Em 1965 nascera o meu primeiro filho: como era Portugal e os direitos da mulher e da maternidade? Um mês e o regresso, ou a perda do lugar. Felizmente ele nasceu em Julho, e as férias eram grandes, outrora.
A Pátria era tristonha, eu fizera uma conferência na Faculdade de Letras (onde já ensinava há um ano) sobre a peça MARAT-SADE, de Peter Weiss, um texto genial, que por trás da Revolução Francesa ironizava com as sociedades e seus rituais de perversidade e distorção ditatorial; mas Weiss tinha anteriormente escrito um texto contra Salazar. Fui chamada ao meu Catedrático: você é maluca?
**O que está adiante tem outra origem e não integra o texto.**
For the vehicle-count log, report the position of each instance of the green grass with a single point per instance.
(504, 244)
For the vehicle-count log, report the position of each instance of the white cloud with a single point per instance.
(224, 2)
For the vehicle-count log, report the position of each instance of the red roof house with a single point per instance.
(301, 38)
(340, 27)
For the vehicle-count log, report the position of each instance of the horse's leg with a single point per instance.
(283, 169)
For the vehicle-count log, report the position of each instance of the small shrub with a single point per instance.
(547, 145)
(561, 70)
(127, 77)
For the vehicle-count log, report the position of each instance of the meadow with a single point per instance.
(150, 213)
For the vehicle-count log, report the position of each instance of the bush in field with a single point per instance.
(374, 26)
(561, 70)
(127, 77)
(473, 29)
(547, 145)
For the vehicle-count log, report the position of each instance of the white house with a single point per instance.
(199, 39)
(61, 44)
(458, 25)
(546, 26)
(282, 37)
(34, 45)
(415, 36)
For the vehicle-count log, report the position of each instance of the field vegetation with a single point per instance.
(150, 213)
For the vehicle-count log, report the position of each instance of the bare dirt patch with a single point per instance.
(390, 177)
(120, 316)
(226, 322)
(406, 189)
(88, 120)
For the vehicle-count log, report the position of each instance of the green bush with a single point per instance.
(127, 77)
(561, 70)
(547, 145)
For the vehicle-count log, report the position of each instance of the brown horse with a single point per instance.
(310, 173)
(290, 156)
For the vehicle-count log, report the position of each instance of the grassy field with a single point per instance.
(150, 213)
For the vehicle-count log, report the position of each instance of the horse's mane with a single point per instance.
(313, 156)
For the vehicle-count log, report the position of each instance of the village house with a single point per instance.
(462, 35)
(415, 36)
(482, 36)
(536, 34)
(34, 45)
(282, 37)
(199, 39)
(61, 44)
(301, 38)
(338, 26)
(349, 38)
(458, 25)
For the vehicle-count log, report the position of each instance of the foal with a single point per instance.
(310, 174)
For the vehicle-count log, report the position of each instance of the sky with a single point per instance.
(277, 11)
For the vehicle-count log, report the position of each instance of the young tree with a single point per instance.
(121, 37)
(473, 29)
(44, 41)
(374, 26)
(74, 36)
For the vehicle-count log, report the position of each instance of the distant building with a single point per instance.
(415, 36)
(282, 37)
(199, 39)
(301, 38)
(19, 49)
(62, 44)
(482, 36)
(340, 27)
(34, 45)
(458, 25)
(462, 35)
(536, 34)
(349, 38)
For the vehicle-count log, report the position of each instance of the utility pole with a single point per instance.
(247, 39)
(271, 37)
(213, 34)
Sabe que o Reitor me chamou para exigir que não lhe renovasse contrato?
Era assim.Pois bem, eu, que em Coimbra outrora tinha com o CITAC recém-fundado, ajudado a preparar a peça O DIA SEGUINTE de Luís Francisco Rebelo, com a encenação de António Pedro, eu que julgava que em Lisboa se respiraria melhor, sofri a primeira desilusão sobre o meio académico.
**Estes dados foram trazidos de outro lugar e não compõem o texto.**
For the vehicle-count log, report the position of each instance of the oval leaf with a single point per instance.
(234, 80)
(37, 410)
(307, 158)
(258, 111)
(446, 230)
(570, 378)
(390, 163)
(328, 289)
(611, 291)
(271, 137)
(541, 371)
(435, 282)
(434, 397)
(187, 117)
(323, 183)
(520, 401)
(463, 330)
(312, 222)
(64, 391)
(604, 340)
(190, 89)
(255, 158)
Íamos ao Técnico ouvir Maria Barroso dizer poesia,
mas logo vinha a Polícia e tudo se ia embora.
É neste ambiente que o Manuel Alegre escrevia e escrevia e pelos seus poemas passava um certo ar de liberdade ansiada, mas parecendo longínqua...
O que nos encantava, nos poemas, era o sopro lírico e intenso, camoniano, herdeiro também da nossa melhor memória trovadoresca, pelo ritmo, pelas alusões inscritas num sonho que tendo sido glória do passado havia de ter presente, como teve.
A Liberdade havia de chegar, como chegou.
Passaram 50 anos e as canções assumiram com o tempo a sua dimensão de universalidade, sempre sentida e sempre reconhecida.
A voz é individual - só cada um escreve o que escreve e vive o que vive, não há escritas nem vidas de substituição - mas a dimensão do símbolo, a matriz arquetípica que amplia a voz, como neste caso, só se alcança quando o poeta se transcende e uma Pátria inteira vibra, com o mundo, no seu Cântico.
Parabéns Manuel!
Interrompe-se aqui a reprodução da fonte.